Jeremy gave her what she’d thought only four hours before was the most seductive smile in all of Christendom. Now it looked superior and smug. He said, all patient and condescending, “Meggie, as is proper, since I am Charlotte’s husband, she looks to me to guide her, to tell her what is best for her.”
“What a wonderful parent you will be, Jeremy,” Meggie said, her own smile as false as Mr. McCardle’s leg, “just look at all the practice you’re gaining since you married Charlotte. But you know, I simply can’t imagine what is proper about treating your wife like a child and a nitwit.”
“Charlotte a nitwit? A child? That is absurd, Meggie. Oh, I see, you’re jesting.”
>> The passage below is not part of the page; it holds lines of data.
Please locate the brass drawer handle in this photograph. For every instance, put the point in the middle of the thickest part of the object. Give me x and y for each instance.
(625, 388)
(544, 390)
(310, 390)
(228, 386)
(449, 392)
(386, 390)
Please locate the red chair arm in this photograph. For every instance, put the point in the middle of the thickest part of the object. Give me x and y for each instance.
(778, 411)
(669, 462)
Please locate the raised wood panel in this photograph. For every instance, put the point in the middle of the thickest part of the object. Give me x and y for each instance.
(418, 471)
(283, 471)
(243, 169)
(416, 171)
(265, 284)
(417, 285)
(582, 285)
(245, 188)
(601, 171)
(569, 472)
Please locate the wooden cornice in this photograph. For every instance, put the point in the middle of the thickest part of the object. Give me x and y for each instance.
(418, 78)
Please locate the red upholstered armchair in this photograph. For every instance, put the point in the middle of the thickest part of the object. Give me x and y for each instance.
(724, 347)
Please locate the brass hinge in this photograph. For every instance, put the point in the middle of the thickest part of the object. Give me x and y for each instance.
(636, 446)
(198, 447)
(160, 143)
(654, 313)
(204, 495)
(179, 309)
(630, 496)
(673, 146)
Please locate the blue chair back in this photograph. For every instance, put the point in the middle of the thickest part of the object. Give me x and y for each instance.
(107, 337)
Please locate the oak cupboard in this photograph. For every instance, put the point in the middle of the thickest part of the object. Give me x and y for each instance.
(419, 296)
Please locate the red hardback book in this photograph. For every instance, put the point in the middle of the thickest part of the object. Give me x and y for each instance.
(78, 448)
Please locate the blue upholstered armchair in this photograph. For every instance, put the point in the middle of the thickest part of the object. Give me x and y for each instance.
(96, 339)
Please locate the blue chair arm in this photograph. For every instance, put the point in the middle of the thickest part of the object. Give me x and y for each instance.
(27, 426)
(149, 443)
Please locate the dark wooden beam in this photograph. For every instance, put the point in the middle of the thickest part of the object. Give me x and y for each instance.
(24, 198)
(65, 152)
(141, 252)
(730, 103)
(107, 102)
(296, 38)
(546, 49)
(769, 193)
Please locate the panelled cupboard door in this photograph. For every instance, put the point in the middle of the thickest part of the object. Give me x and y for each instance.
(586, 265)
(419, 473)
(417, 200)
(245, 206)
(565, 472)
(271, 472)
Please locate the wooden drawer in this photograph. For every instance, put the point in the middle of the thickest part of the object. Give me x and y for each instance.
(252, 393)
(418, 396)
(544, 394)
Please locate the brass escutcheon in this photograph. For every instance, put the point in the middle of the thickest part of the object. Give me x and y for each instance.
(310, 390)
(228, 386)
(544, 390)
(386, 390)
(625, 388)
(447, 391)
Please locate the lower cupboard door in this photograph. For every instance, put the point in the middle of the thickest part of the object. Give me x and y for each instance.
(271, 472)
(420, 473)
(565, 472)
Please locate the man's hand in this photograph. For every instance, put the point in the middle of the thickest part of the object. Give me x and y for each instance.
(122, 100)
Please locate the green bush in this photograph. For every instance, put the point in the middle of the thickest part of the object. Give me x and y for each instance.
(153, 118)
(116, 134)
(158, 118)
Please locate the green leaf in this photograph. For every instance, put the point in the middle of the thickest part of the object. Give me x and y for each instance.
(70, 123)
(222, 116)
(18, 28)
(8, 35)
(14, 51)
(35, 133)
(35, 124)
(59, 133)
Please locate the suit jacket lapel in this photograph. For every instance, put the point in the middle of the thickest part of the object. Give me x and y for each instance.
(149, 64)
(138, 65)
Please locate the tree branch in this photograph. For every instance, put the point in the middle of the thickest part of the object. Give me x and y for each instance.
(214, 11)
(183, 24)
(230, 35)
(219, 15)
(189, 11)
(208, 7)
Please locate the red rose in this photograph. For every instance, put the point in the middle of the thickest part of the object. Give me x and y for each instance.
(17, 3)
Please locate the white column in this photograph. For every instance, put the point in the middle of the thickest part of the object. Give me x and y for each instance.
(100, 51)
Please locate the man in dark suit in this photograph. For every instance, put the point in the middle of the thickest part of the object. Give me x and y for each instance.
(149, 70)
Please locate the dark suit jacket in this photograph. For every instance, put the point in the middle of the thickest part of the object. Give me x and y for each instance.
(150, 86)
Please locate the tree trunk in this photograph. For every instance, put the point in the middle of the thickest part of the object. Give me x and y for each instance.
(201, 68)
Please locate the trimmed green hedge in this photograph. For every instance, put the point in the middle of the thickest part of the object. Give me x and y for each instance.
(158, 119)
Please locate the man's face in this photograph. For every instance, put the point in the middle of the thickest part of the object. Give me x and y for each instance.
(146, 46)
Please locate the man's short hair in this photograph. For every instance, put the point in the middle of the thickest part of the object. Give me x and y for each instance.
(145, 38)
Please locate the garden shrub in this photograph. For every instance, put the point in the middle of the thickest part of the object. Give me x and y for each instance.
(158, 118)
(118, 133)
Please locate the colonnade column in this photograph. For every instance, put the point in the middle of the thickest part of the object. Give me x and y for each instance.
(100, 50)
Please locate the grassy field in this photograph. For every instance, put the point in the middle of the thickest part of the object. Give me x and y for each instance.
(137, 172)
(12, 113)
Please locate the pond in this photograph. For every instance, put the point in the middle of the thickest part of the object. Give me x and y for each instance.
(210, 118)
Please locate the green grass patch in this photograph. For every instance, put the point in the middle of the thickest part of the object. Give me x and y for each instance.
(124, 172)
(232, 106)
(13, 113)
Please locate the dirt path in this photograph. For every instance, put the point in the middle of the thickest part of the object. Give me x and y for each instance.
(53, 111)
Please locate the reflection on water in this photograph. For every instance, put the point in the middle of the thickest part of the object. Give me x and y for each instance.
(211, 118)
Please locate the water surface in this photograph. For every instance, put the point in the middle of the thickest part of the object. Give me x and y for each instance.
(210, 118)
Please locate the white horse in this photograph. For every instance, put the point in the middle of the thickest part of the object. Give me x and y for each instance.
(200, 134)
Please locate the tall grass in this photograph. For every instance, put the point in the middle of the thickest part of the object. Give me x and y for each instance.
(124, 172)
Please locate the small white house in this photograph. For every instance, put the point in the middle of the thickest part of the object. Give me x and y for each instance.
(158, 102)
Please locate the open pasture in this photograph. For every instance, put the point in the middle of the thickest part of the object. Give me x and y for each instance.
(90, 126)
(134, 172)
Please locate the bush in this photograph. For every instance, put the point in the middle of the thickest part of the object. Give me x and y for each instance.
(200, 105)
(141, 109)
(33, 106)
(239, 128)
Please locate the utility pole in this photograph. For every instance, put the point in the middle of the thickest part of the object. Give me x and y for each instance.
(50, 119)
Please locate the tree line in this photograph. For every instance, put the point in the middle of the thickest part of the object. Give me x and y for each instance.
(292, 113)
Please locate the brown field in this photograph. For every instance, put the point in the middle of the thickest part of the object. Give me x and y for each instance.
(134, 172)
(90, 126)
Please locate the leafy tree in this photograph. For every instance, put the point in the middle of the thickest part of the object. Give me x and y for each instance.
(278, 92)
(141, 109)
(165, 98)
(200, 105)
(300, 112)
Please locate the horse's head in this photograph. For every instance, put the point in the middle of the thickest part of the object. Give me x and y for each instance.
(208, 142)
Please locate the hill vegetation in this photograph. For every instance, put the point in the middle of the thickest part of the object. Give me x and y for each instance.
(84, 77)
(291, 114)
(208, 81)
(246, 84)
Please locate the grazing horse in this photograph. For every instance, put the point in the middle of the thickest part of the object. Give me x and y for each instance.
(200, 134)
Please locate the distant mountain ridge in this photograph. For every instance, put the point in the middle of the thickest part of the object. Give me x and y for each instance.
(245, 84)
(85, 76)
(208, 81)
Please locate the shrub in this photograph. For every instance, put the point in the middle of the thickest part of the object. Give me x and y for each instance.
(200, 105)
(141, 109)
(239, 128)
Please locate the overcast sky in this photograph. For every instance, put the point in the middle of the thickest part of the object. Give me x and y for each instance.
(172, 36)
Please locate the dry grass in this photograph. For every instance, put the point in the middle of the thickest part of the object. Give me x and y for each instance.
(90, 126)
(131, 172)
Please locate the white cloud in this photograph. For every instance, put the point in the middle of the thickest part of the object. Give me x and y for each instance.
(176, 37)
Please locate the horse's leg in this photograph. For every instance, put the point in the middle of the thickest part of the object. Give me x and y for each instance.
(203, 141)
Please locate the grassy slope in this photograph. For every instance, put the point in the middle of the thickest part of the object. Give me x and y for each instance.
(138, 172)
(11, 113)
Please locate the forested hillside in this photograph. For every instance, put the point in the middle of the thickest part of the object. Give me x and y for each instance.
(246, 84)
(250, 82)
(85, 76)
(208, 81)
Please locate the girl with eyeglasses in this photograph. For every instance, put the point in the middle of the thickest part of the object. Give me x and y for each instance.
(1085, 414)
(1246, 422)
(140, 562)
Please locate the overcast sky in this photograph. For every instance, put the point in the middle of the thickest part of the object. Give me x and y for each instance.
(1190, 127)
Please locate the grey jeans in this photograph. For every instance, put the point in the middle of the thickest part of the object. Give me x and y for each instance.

To keep the nausea at bay, Meggie played another song. She was quite aware that Mary Rose had cocked her head to one side, sending her glorious mass of curly red hair halfway down her arm, no doubt wondering why Meggie had lost her manners.
Meggie stopped playing in time to hear Jeremy say to her father, ignoring both her and Mary Rose, “Since you have approved, Uncle Tysen, Leo will be coming to me at the end of his term at Oxford. He is a natural with horses. He and I will do very well together. He writes me with new ideas. He is studying the science of horse breeding, he tells me.” This was said with an indulgent grin.
“Leo knows more about horses than you do,” Meggie said.